Büyüyünce Ne Yapacaksın?
Misafir, küçük kıza sordu: -Büyüyüp, annen kadar olunca ne yapacaksın bakalım? -Rejim yapacağım teyze.
Büyük Laf
Misafirlere Temel’in akıllandığını kanıtlamak isteyen babası: -Uşağum Temel, hadi emicelerine büyük bi laf et da, senin ne kadar büyuduğuni görsunlar. Küçük Temel tek kelimeyle cevap vermiş: -Fil.
Sorular Kolay Mı?
Temel sınavdan çıkan oğluna sordu: -Uşağum nasi geçti, sorular zor miydi? Oğlu omzunu silkti ve şahane cevabı verdi: -Yok babacuğum, sorular kolaydi ama cevaplari çok zor idi.
Nasıl Deve?
deve İki arkadaş hayvanlar hakkında konuşuyorlardı: Biri diğerine sordu: -Sırtında kamburu olan hayvana ne denir? -Bunu herkes bilir deve tabi ki. -Tamam peki ya iki kamburu olana ne denir? Arkadaşı bilmiş bir edayla cevaplar: -Hecin devesi… Arkadaşı şaşırır ve soruyu biraz daha zorlaştırır. -Peki bunu bil o zaman, üç kamburu olana? -Ona da kamburu çıkmış hecin devesi derler.
Sünnettir
Nasreddin Hoca’nın evine bir gün üç molla misafirliğe gelir. Üçü de birbirinden obur şeylermiş. Hoca ne yemek çıkarmışsa silip süpürmüşler. O kadar ki sahanlarda yemek bitince, bunu da “sünnettir” diye ekmekle iyice sıyırıvermişler. Bu sırada odaya Hoca’nın oğlu girmiş. Mollalar Hoca’yı memnun etmek için: -Aman ne güzel çocuk… Adı ne bunun? diye sormuşlar. -Adı Farzdır, demiş. Mollalar şaşırıp birbirlerine bakmışlar: -Bu ne biçim isim Hoca Efendi? demişler. Şimdiye kadar böyle bir isim hiç duymamıştık. Hoca hemen taşı gediğine koymuş: -Yahu, sünnet diyeyim de onu da mı yiyin?
Yavru Kutup Ayısı
Yavru kutup ayısı babasının yanına gelip sormuş “Baba ben gerçekten kutup ayısı mıyım?” “Elbette yavrum nereden çıkardın bunu?” “Allah Allah?!..” deyip gitmiş yavru ayı. Bu sefer annesinin yanına gitmiş ve sormuş, “Anne ben gerçekten kutup ayısı mıyım?” “Tabii evladım kutup ayısısın.” Yine “Allah Allah?!..” deyip, yeniden babasının yanına gitmiş yavru ayı. Bir daha sormuş “Yaa baba Allah aşkına doğru söyle bak beni evlatlık falan almadınız degil mi?
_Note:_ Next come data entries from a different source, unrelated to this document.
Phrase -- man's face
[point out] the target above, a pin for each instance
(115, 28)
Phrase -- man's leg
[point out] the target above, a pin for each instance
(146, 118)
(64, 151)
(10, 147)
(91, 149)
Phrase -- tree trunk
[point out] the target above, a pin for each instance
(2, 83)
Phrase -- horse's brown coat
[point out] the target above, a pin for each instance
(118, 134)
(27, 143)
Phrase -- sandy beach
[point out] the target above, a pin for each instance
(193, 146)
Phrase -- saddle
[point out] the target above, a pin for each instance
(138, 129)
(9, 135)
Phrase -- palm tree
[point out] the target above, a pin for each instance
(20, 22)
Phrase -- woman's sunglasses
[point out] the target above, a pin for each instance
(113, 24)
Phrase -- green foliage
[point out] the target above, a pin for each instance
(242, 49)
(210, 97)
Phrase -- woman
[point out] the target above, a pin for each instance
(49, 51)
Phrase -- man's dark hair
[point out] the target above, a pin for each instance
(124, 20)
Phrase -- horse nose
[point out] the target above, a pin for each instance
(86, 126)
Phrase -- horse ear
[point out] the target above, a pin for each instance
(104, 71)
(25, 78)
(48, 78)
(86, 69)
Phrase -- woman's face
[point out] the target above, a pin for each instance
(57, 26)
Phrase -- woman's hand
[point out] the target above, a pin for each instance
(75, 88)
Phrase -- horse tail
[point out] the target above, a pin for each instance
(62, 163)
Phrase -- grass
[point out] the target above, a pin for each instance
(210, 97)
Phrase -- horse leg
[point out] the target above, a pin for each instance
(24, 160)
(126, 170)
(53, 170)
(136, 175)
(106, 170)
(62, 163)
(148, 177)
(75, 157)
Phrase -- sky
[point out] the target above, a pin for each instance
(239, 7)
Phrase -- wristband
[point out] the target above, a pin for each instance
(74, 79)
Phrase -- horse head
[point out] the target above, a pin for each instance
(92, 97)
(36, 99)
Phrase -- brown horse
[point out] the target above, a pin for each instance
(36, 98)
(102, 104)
Yani ben sizin öz oğlunuzum.” Baba dayanamamış artık “Oğlum dedim ya sana bizim oğlumuzsun diye, hem sen neden ikide bir soruyorsun ki bunu?” Yavru ayı: “Yav donuyorum baba, donuyorum…”
Durum Vahim
Adam doktorun karşısına oturdu. – Durum çok vahim doktor bey, bir dakika önce olan her şeyi unutuveriyorum. – Peki niçin hatırlamaya çalışmıyorsun? – Neyi?
Hem Suçlu Hem Güçlü
Adamın biri yolda gidiyormuş ensesine şöyle okkalı cinsinden bir tokat yemiş, arkasına dönüp bakmış iri yarı bir adam. -Ne oldu ya? Neden bana vurdunuz? demiş. Adam da: -Seni bir arkadaşıma benzettim pardon kardeşim, demiş. -Ama bu kadarda sert vurulmaz ki canım, demiş. Adam da: -Sanane be adam arkadaşım değil mi? istediğim gibi vururum, demiş.
Kıtlık Sebebi
İki adam ışıklarda karşılaşmış. Birisi çok şişman diğeri de çok zayıfmış. Şişman adam zayıfa dönerek: -Seni görende kıtlık var sanır, demiş. Zayıf adam da: -Seni gören de kıtlığın sebebini anlar, demiş.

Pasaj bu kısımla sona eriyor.